皆さんは歴史に興味がありますか?
今回は、ものすごく平和でもなく、ものすごく荒れてもいなかった時代に出てきた北条氏の中でも「北条氏康」を紹介したいと思います。
北条氏康は北条氏綱の嫡男で伊勢伊豆千代丸という名前で生まれます。後に苗字が北条となり名前が氏康となります。
北条氏康は10代の頃から父である氏綱とともに戦場で戦い、数々の戦果を挙げています。
北条氏康の戦歴について
氏康の戦歴を紹介したいと思います。
1つ目に1530年の「小沢原の戦い」です。
この戦いは敵の上杉朝興の上杉軍を退け敵軍の清水吉政と中島準人佐を引き連れ初勝利する。
2つ目に1538年の「国府台合戦」です。
この戦いは下総国(現在の千葉県)の国府台城(現在の市川市、国府台)の周辺で起こった合戦で、北条氏(北条氏綱、北条氏康)と里見氏(足利義明、里見)が戦いました。この合戦は2回に分けられ、北条氏が小弓公方(のちの喜連川藩の大将)を討ち取り勝利しました。
1546年:河越夜戦
3つ目に「河越夜戦」です。
北条氏康は父の死後家督を継ぎますが、その直後に大きな危機を招いています。
氏綱に追放されていた扇谷上杉氏・山内上杉氏、古川公方足利晴氏らが関東北部を支配していた武将たちを仲間に引き込み連合軍を結成。

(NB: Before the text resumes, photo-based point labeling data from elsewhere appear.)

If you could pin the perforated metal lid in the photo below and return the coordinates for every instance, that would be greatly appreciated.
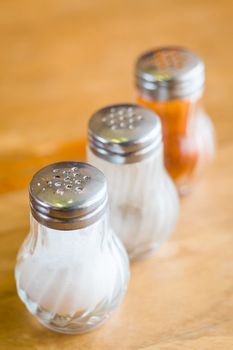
(68, 195)
(124, 133)
(169, 72)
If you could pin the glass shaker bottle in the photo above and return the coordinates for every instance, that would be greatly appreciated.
(71, 270)
(170, 81)
(125, 142)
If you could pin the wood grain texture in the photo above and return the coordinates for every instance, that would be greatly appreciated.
(60, 61)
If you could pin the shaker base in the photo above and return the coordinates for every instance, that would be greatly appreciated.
(83, 323)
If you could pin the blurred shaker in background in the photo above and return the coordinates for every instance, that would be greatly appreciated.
(125, 142)
(170, 81)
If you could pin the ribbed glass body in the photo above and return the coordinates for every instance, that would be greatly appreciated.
(72, 280)
(188, 136)
(144, 205)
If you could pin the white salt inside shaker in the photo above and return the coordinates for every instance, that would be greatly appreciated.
(125, 142)
(71, 271)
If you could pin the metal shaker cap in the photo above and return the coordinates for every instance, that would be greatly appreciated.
(124, 133)
(169, 73)
(68, 195)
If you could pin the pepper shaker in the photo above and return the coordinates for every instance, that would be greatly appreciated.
(125, 142)
(71, 271)
(170, 81)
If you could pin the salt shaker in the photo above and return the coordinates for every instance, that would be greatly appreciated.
(125, 142)
(71, 271)
(170, 81)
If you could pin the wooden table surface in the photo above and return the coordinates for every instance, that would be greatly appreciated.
(60, 61)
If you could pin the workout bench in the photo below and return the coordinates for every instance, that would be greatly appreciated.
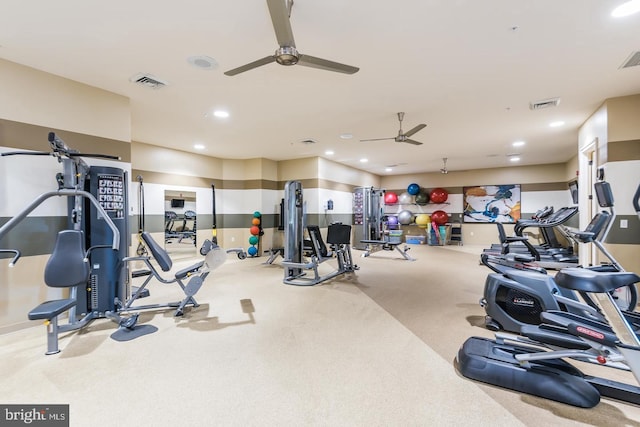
(196, 273)
(339, 237)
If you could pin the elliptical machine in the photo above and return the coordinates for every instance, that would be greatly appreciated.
(518, 293)
(533, 362)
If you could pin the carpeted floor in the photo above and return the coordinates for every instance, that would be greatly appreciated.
(375, 348)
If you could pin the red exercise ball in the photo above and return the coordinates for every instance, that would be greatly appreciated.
(390, 198)
(439, 217)
(438, 195)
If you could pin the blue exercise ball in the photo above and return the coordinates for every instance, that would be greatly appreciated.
(405, 217)
(405, 198)
(413, 189)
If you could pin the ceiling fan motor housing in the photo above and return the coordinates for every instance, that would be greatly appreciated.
(287, 55)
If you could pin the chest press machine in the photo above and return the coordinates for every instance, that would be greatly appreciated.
(295, 251)
(97, 277)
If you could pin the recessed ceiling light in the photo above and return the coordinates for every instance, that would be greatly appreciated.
(626, 9)
(202, 62)
(221, 114)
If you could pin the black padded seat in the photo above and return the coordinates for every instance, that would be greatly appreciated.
(186, 271)
(50, 309)
(159, 254)
(586, 280)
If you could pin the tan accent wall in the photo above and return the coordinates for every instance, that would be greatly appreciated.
(166, 161)
(298, 169)
(31, 96)
(514, 175)
(89, 119)
(623, 114)
(621, 151)
(336, 172)
(572, 167)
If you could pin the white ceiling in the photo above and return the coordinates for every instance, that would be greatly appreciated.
(466, 68)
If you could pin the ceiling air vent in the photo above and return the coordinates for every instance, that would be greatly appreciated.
(632, 61)
(545, 103)
(148, 80)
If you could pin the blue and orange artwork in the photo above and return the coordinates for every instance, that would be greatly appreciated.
(492, 203)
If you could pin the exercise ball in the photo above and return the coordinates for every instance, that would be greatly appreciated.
(413, 189)
(439, 217)
(438, 195)
(390, 198)
(422, 198)
(423, 220)
(215, 257)
(405, 217)
(405, 198)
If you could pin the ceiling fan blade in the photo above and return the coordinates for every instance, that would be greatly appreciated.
(281, 25)
(250, 66)
(375, 139)
(325, 64)
(411, 141)
(415, 129)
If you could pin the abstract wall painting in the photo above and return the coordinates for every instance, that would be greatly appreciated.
(492, 203)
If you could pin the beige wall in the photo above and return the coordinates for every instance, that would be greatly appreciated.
(31, 96)
(482, 234)
(623, 118)
(615, 122)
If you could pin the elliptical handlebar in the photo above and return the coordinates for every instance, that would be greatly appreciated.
(14, 260)
(636, 201)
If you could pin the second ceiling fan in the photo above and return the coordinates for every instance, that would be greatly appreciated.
(402, 136)
(287, 54)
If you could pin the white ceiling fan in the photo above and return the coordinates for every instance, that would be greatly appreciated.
(444, 167)
(287, 54)
(402, 136)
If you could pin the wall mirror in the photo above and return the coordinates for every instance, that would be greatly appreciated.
(180, 223)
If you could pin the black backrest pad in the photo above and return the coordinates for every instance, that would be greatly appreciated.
(314, 234)
(66, 266)
(159, 254)
(339, 234)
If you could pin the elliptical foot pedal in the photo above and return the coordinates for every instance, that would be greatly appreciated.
(145, 292)
(487, 361)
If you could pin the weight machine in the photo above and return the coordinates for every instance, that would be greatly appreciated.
(97, 277)
(295, 265)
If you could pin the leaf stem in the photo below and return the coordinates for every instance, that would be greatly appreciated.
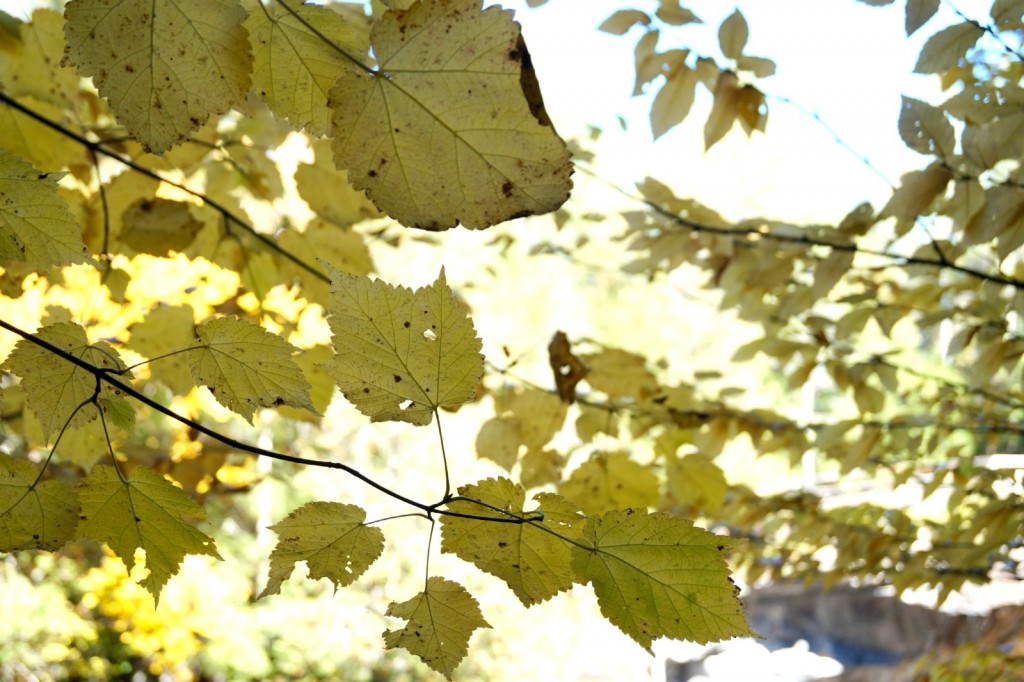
(229, 216)
(104, 375)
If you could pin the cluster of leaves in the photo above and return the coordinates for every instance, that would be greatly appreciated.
(141, 276)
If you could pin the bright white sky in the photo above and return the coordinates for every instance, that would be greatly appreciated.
(846, 60)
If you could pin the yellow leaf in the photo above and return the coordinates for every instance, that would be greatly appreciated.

8万もの大軍を結成し、北条氏から河越城を奪還すべく包囲します。
川越城は北条綱成がわずか3千名で守っていましたが、粘り強く守り、城は落とされずにいました。
その間、東駿河の奪還を狙っていた今川義元と戦っていた北条氏康は、武田晴信(信玄)を頼り和睦を模索し、東西に大きな不安な状態を抱えていたことから不利な条件をのみ和睦し、東駿河の一部を今川義元に返還する形で戦いを収め、関東に転戦。
ただ、氏康の軍勢は8千程度しかなく、圧倒的に不利な状況は変わりありませんでした。
氏康はそのような中、連合軍(上杉氏・足利氏)に対し、「領土を返還する」といった手紙を送りましたが、これにより連合軍側は北条側を侮るようになり油断を誘いました。
その後も北条軍は少し戦ってすぐに撤退をするといったことを繰り返し、敵をさらに大きく油断させることに成功します。
そしてある夜、敵勢が休んでいるところに一気に攻めかかり、見事に勝利をあげることとなります。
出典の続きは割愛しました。